Introduction to Qubole Pipelines Service

Qubole Pipelines Service is a Data Engineering product offered by Qubole. It is a Stream Processing Platform-as-a-Service catering to real-time ingestion and reporting use-cases. Qubole Pipelines Service helps Data Engineers to operationalize the complex streaming ETL workloads. It helps in moving data with transformations and in real-time from sources such as, kafka and Kinesis to targets such as, S3, HIVE, and Snowflake.
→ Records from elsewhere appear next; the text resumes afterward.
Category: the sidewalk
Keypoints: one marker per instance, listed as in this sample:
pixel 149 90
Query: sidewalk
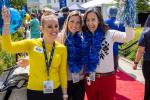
pixel 126 66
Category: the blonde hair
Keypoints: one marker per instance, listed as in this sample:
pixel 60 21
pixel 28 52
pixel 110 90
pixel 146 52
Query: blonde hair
pixel 47 17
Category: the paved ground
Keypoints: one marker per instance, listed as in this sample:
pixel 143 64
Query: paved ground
pixel 126 66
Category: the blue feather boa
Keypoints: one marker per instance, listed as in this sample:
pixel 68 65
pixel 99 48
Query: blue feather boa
pixel 73 44
pixel 128 12
pixel 91 47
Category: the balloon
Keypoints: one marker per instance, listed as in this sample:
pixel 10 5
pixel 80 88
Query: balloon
pixel 23 13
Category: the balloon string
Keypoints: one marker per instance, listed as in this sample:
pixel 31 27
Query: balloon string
pixel 3 2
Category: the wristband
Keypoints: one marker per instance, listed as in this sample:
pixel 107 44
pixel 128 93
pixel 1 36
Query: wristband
pixel 65 95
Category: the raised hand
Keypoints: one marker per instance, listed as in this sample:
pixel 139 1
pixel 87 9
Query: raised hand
pixel 6 15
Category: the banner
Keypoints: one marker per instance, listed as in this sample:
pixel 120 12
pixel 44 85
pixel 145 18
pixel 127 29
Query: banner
pixel 62 3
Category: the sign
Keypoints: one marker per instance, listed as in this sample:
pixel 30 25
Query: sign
pixel 62 3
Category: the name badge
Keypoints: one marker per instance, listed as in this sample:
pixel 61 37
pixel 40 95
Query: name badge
pixel 75 77
pixel 92 76
pixel 38 49
pixel 48 87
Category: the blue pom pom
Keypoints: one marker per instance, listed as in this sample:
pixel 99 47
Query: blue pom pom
pixel 15 20
pixel 112 11
pixel 128 12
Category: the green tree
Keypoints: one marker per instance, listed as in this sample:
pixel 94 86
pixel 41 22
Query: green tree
pixel 142 5
pixel 18 4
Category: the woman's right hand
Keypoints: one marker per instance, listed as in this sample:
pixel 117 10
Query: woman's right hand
pixel 6 15
pixel 134 66
pixel 23 62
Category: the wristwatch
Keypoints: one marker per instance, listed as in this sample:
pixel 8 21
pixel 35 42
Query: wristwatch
pixel 135 62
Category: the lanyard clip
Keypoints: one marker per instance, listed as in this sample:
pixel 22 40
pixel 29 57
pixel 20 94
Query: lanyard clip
pixel 88 80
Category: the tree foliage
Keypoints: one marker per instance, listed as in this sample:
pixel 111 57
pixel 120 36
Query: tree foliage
pixel 18 4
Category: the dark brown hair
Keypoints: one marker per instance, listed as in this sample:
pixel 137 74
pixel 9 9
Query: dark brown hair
pixel 98 12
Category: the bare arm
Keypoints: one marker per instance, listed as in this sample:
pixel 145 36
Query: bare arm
pixel 139 55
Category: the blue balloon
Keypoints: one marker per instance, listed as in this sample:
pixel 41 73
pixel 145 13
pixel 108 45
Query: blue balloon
pixel 15 20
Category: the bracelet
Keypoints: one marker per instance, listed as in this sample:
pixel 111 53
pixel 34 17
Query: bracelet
pixel 135 62
pixel 65 95
pixel 6 23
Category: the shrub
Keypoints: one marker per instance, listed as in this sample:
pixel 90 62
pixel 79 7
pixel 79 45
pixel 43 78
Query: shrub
pixel 7 60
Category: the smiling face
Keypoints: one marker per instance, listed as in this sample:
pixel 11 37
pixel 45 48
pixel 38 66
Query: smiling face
pixel 50 27
pixel 74 24
pixel 92 21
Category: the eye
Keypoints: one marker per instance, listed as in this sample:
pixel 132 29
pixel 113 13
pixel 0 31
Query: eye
pixel 49 26
pixel 56 26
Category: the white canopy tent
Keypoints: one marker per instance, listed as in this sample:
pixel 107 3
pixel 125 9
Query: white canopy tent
pixel 104 4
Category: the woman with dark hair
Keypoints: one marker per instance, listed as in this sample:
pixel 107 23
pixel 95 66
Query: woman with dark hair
pixel 71 36
pixel 98 43
pixel 144 50
pixel 34 26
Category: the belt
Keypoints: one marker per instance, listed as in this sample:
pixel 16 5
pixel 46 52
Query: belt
pixel 105 74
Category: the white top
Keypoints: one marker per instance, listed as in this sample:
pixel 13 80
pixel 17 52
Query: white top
pixel 106 62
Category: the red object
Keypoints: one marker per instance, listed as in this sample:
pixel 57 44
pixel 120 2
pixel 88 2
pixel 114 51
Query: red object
pixel 127 88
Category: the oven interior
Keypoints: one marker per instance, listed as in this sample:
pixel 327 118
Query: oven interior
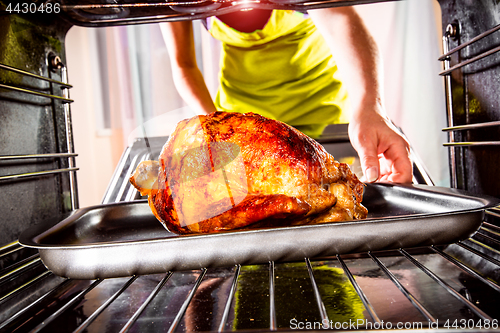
pixel 453 287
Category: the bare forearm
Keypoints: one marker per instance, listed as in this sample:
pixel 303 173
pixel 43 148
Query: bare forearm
pixel 187 76
pixel 192 88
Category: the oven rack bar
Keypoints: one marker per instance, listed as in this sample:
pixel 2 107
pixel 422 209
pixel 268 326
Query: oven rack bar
pixel 136 315
pixel 25 286
pixel 76 298
pixel 469 42
pixel 20 267
pixel 471 143
pixel 31 156
pixel 39 77
pixel 230 297
pixel 317 295
pixel 37 93
pixel 471 126
pixel 36 174
pixel 96 313
pixel 400 286
pixel 445 285
pixel 32 305
pixel 195 2
pixel 470 61
pixel 465 268
pixel 200 11
pixel 179 315
pixel 360 292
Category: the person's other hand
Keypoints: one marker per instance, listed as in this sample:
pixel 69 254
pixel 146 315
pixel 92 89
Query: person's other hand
pixel 383 152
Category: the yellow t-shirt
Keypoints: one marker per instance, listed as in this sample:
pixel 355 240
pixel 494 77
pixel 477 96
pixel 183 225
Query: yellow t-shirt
pixel 284 71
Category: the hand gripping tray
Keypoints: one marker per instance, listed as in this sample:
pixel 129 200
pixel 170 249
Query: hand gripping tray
pixel 124 239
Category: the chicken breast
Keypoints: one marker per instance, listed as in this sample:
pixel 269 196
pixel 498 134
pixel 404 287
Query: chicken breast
pixel 227 171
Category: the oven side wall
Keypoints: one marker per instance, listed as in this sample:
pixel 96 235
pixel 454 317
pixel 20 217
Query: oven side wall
pixel 475 90
pixel 30 124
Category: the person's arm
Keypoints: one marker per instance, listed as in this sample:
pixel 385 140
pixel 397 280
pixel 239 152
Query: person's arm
pixel 186 74
pixel 384 154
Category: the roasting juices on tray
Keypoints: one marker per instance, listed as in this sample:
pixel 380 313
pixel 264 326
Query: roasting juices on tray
pixel 227 171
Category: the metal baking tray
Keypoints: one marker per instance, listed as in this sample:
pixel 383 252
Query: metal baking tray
pixel 124 239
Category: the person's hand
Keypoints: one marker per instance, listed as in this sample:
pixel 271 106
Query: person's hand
pixel 383 152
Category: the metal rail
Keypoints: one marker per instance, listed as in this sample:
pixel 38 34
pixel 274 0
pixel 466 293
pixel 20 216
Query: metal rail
pixel 24 286
pixel 37 93
pixel 400 286
pixel 473 143
pixel 471 126
pixel 470 61
pixel 479 253
pixel 32 156
pixel 19 267
pixel 39 77
pixel 450 31
pixel 317 295
pixel 69 139
pixel 230 298
pixel 33 304
pixel 61 310
pixel 466 269
pixel 366 303
pixel 197 12
pixel 136 315
pixel 36 174
pixel 10 248
pixel 272 307
pixel 335 3
pixel 184 306
pixel 110 300
pixel 471 41
pixel 445 285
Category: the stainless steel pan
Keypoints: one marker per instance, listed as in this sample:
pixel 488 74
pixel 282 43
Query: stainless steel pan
pixel 125 239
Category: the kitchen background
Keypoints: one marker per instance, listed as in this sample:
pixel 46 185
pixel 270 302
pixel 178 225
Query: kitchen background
pixel 134 86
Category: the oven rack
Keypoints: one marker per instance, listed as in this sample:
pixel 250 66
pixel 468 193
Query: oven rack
pixel 457 133
pixel 54 63
pixel 452 33
pixel 80 305
pixel 105 13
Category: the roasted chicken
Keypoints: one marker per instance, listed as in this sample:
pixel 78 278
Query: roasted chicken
pixel 226 171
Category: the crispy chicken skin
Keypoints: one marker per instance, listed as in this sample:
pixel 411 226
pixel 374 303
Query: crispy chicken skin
pixel 226 171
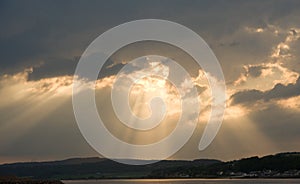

Qubole Pipelines Service provides the following benefits:

  • Lower TCO at high performance: Qubole’s Spark Structured Streaming-as-a-service with advanced auto-scaling capabilities and reliability with exactly one semantics.
  • Higher Productivity: A management platform to build, test, deploy, monitor, and manage streaming ETL pipelines.
  • Wide Connectivity: Lower Time-to-Insight with wide range of connectivity to various Real-Time, NoSQL, Data Warehouse stores to support end-to-end real-time analytics.
  • Open Source standard conformity and Multi-Cloud: To future-proof your solution, associate your workloads to OSS standards which can be seamlessly ported from one public cloud to another.

Note

Qubole Pipelines Service is enabled for all users by default as a BETA feature.

The primary users of Qubole Pipelines Service are Data Engineers and the secondary users are Data Scientists, Data Analysts, and ETL developers.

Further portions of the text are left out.